Türkiye’nin, dünya genelinde MEB vasıtası ile desteklediği 12 ülkede 62 (2019), Maarif Vakfı vasıtası ile de 43 ülkede 323 eğitim kurumu bulunmakta, 38 ülke ile de görüşmeler sürmektedir.

Türkiye, İstanbul, Ankara ve İzmir'de bulunan Alman okullarının muadili olarak "mütekabiliyet" ilkesi çerçevesinde Almanya'da da Türk okulları açma görüşmeleri yapıyor.

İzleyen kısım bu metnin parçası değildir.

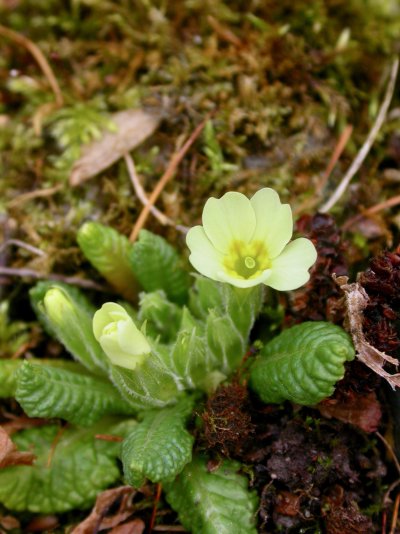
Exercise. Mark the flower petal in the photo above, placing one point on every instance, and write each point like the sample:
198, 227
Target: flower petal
290, 269
204, 257
227, 218
274, 221
241, 282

Konunun diplomatik meşru gerekçesi dışında bu okulların Almanya’da yaşayan Türk çocuklarının "kültürlerarası yetkinlik (Interkulturelle Kompetenz)" durumunun geliştirilmesi gibi önemli bir konuya hizmet edeceği düşünülebilir. Mezunlarının öncelikle içinde yaşadıkları ve dünya ölçeğinde transnasyonal ilişki ağına sahip önemli bir göçmen ülkesi, Endüstri 4.0 Toplum niteliklerine ve Türkiye’de 7.400 şirkete sahip olan Almanya ve Almanya’da yatırım yapan Türk yatırımcıların güçlü ticari entegrasyonuna katkı sunacakları öngörülebilir. Yine bu okullar, Türk Toplumu ile kültür odaklı yaklaşım (kulturorientierter Ansatz) kuracak Alman kamu kurum ve kuruluşları için nitelikli personelin yetişmesine de katkı sunacaklardır.

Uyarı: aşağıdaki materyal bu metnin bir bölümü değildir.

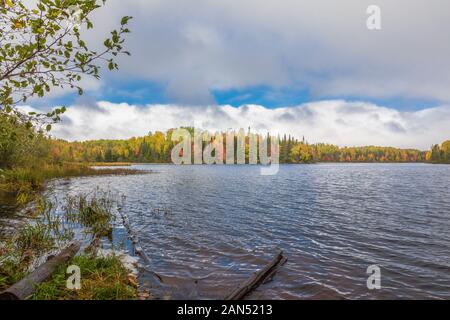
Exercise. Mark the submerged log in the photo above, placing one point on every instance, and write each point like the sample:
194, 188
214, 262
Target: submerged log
258, 278
25, 287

Alman devlet okullarıyla eş bir statüye sahip olması planlanan bu okullara amacı dışında anlamlar yüklemek, bu okulların Sachverständigenrat deutscher Stiftungen für Integration und Migration vakfının Aralık 2017 tarihli “Alman eğitim sisteminde göçmen kökenli gençlerin eşit olmayan eğitim imkânları” çalışmasında belirtilen bulgularını ve Alman, Türk ve diğer toplumlara sunacağı nitelikli katkı ve katılım fırsatını gözardı etmek olur.

  • Zira belli oranda dil, kültür ve eğitim dezavantajları ile büyüyen Türk çocuklarının, içinde yaşadığı toplumun iş, akademi, kültür, sosyal ve siyasal hayatına katılım sağlamaları daha zor olmaktadır.

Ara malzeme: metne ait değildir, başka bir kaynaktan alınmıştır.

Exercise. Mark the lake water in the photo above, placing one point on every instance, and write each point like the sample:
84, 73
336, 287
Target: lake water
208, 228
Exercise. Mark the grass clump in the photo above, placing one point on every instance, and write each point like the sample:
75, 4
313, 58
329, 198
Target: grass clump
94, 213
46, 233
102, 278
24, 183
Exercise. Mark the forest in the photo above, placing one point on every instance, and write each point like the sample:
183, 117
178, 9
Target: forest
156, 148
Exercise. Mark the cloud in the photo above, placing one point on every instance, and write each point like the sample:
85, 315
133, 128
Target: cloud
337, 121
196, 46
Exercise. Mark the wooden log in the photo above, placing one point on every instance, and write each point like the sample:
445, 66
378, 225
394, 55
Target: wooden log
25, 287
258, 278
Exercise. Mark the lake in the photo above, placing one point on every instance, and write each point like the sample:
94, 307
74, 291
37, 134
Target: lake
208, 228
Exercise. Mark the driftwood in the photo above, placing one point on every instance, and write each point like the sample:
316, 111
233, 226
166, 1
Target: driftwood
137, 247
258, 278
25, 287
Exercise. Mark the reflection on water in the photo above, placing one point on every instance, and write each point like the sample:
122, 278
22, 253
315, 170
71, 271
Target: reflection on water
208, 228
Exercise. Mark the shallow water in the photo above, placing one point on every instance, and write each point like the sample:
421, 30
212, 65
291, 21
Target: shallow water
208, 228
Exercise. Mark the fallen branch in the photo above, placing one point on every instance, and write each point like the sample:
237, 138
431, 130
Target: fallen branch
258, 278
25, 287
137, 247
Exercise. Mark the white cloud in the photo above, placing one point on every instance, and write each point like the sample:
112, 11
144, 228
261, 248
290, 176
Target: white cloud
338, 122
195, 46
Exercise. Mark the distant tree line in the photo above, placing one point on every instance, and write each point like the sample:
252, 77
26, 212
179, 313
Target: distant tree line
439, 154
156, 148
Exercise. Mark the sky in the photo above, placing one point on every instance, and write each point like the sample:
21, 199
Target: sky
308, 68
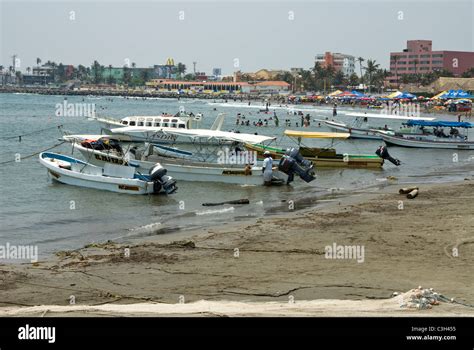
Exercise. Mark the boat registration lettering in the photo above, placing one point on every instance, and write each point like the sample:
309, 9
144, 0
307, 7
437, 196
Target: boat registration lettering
110, 159
128, 188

Türk okulları, ana dilini iyi öğrenen çocukların diğer dilleri daha kolay öğrenebildiği gerçeğinden hareketle Türk çocuklarının Türk kültür ve dil bağının güçlendirilmesi hedefi yanında, tek yönlü eğitim alan göçmen kökenli "azınlık toplumunun (Minderheitengesellschaft)", "çoğunluk toplumu (Mehrheitsgesellschaft) ve hâkim/öncü kültür (Leitkultur)" içinde yeterli ölçüde varlık gösterememe eksikliğinin, nesillerin kültürlerarası yetkinliklerinin artırılması yolu ile giderilmesi amacına sahip olacaktır.

Bu okullar, Alman ve diğer kökenden çocukların da gidebileceği uluslararası kapsam ve standartlara sahip olması yönleri ile de farklı bir uyum örneği oluşturacaktır.

  • Derin ve çok yönlü ilişkilere sahip iki ülkenin daha nitelikli ve sürdürülebilir ilişkiler geliştirmesine güçlü katkılar sunma amacı yanında eğitim alanındaki imkân ve birikimlerini paylaşma, araştırma-geliştirme yolu ile rekabet oluşturma, kurumsal kültürü geliştirici çalışmalar yapma, bilgi ve teknoloji transferinde güçlü ve kalıcı bağlar kurma, yeni yayınlar yapma ve metotlar oluşturma imkânları sunacaktır.

Bu açılardan bakıldığında üç milyonu aşkın vatandaşının yaşadığı ve 172 uluslararası okulun bulunduğu Almanya’da, Türkiye’nin bugüne kadar okul açmaması gecikmiş bir eksiklik olarak görülebilir. Türk çocuklarının öğrenci merkezlilik ve çoğulcu bir kültür temelinde eşit ve özgüvenli bireyler konumuna katkı sunacağı düşünülen bu okulların kuruluşuna Alman devletinin de destek vermesi doğru bir tutum olmuştur.